Support for Addiction and Prevention in Africa
Addiction Prevention Workshops and Programs
Brain Development, Mood Altering Substance Abuse and HIV/AIDS
In 2009 four 2-day workshops were held with approximately twenty-five participants per session. Participants included out of school youth, HIV/AIDS peer educators and some recovering young teenage alcoholics. Initially only one workshop was scheduled, but on the request of government officials and program participants, an additional three sessions were added.
The group freely discussed a wide range of issues including:
Why is the adolescence brain different from that of an adult?
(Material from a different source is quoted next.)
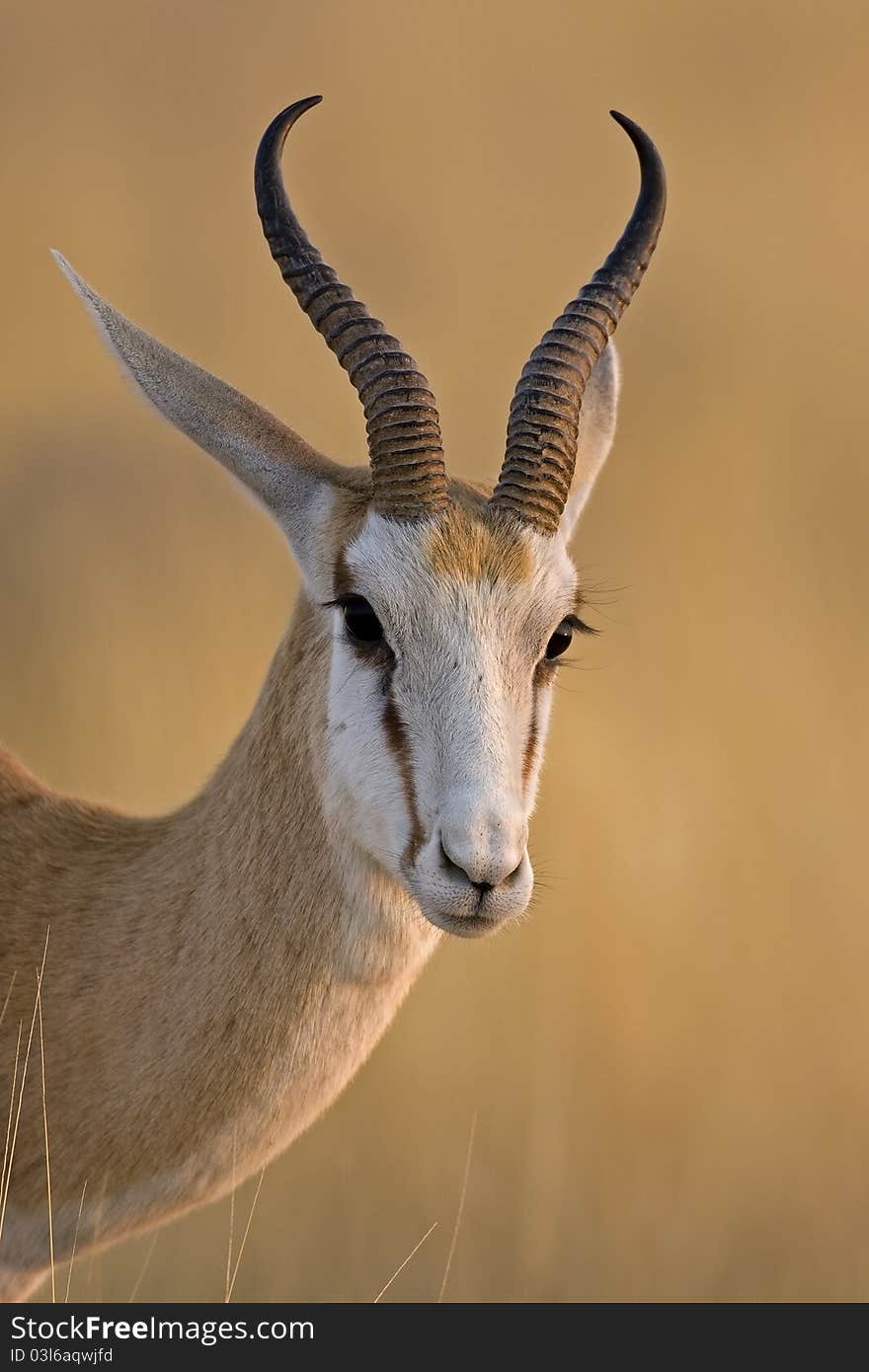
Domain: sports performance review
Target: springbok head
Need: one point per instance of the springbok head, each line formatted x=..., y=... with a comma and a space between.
x=442, y=609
- Over the course of the sessions 95 teenagers reported they became empowered to: Resist peer influence that may get into consumption of mood altering drugs.
Economic, Education and Social Empowerment Opportunities
Participants also said that there is considerable misinformation about consumption of mood altering drugs. Most prevalent is the belief that marijuana will enhance brain function and improve performance. The participants agreed that more education and outreach is clearly necessary.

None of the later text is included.